Vox prépare une batterie de propositions sur l'immigration aux Cortes et le PP réclame une Conférence des Présidents

Vox prépare une batterie de propositions sur l'immigration aux Cortes et le PP réclame une Conférence des Présidents

VALLADOLID, 26 août () –

Le porte-parole de Vox aux Cortes de Castilla y León, Juan García-Gallardo, a assuré ce lundi que son groupe, déjà dans l'opposition parlementaire après la rupture de l'accord gouvernemental avec le PP à la mi-juillet, présentera dans les prochains mois une batterie de mesures qui « s'attaquent » à « l'effet d'appel » de l'immigration, alors que le Groupe parlementaire populaire a choisi d'exiger une réunion de la Conférence des présidents sur ce sujet.

Cela a été l'une des questions qui ont été abordées lors des conférences de presse offertes ce lundi après les réunions du Conseil des Cortes de Castilla y León et du Conseil des Porte-parole pour aborder l'organisation de la deuxième période de sessions de cette année et qui ont également été les premiers à se tenir après la rupture du pacte gouvernemental entre le PP et Vox il y a un mois et demi.

Dans cette apparition, García-Gallardo a avancé que dans la nouvelle période de sessions du Parlement autonome, son parti présentera une « batterie » de propositions dans le but de « combattre » l'immigration « illégale et massive » qu'il considère comme  » zones » dévastatrices de l'Espagne comme les côtes des îles Canaries, Ceuta et d'autres points géographiques.

Ses propositions, a-t-il affirmé, chercheront à « étouffer à la racine l'effet d'appel » qu'ils considèrent comme émis par l'Espagne avec la politique du PSOE et des communautés autonomes.
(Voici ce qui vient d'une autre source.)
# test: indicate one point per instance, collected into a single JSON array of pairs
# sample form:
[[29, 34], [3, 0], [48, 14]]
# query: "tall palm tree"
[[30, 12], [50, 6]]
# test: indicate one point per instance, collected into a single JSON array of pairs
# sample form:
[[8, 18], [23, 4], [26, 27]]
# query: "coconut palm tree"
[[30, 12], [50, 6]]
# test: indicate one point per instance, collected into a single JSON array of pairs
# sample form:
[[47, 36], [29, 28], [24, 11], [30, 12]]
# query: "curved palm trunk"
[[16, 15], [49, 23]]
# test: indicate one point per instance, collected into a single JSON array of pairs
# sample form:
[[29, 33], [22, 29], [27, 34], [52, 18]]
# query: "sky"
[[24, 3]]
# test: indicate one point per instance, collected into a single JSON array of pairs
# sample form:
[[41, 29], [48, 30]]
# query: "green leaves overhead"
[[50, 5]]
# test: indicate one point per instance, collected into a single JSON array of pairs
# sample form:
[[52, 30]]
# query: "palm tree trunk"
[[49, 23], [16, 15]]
Ainsi, il comprend que « toutes les mesures qui contribuent » à cet effet et qui, selon lui, favorisent l'activité des « mafias » qui profitent de l'immigration doivent être attaquées.

Bien entendu, García-Gallardo a souligné que les principes de Vox sont « bien connus », c'est pourquoi il considère que les mesures qu'ils présenteront sont « prévisibles » et dans certains cas elles auront déjà été portées au niveau local ou national, avec des exigences pour « prendre des mesures » au niveau de l'État ou également d'autres actions axées sur « l'effet d'appel » qui sont réglementées au niveau régional.
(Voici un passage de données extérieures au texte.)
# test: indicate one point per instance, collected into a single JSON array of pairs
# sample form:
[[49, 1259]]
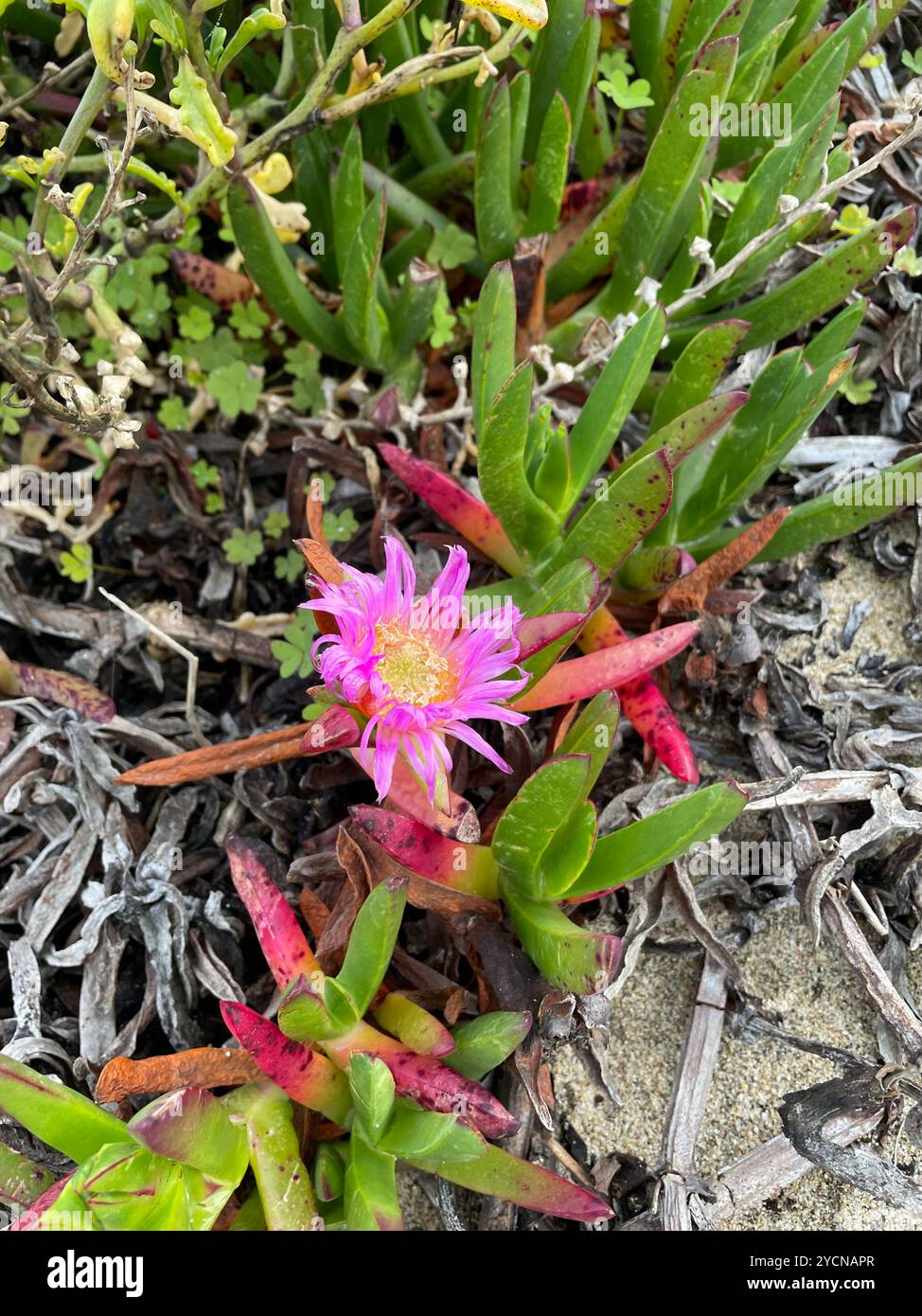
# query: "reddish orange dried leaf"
[[204, 1066], [195, 765], [216, 282]]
Le procureur général a prévenu que la question de l'immigration touche « tout », puisqu'elle a, selon lui, des conséquences sur des aspects tels que l'économie, les services sociaux et la sécurité dans les rues.

Le porte-parole parlementaire de Vox a concentré son attention sur l'attitude du Parti Populaire, en reprochant que « vous ne pouvez pas dire que vous êtes un parti de l'ordre et du droit et soutenir les propositions du PSOE ».

Pour cette raison, il a rappelé que jusqu'à présent les actions de son parti étaient régies par le pacte de gouvernement qu'il avait conclu avec le PP, mais qu'elles seront désormais régies uniquement par le programme électoral de Vox et de l'Agenda Espagne. « Nous influencerons les points sur lesquels nous nous sommes mis d'accord avec le PP et que le PP a décidé de ne pas respecter, comme la question de l'immigration », a-t-il souligné.

« Une fois l'alliance rompue, nous serons plus insistants. »

García-Gallardo a souligné que pendant la validité de l'accord de gouvernement, ils ont eu une « patience infinie » avec le PP, et maintenant, une fois le pacte rompu, ils seront « plus insistants ».

Pour cette raison, il a affirmé qu'il serait « incompréhensible » que Vox ait quitté le gouvernement de Castilla y León « en raison de la rupture de parole » du PP et qu'il soutienne ensuite la politique du « populaire » sans obtenir l'inclusion des mesures qu'ils proposent.

Par ailleurs, le porte-parole adjoint du Groupe Populaire, Miguel Ángel García Nieto, a revendiqué Castilla y León comme « terre d'accueil et de solidarité » et a exprimé l'intention de continuer ainsi, mais toujours en demandant au gouvernement espagnol que  » « Les choses ne doivent pas être faites par imposition et doivent être faites par négociation. »

C'est pourquoi, pour aborder les mesures nécessaires pour résoudre le problème de l'immigration, García Nieto a fait siennes les affirmations du président de la Commission, Alfonso Fernández Mañueco, selon lesquelles « il est essentiel » de convoquer la Conférence des présidents pour parvenir à des accords et prendre des décisions pour résoudre les problèmes qui affligent certaines communautés, en accordant une attention particulière au financement.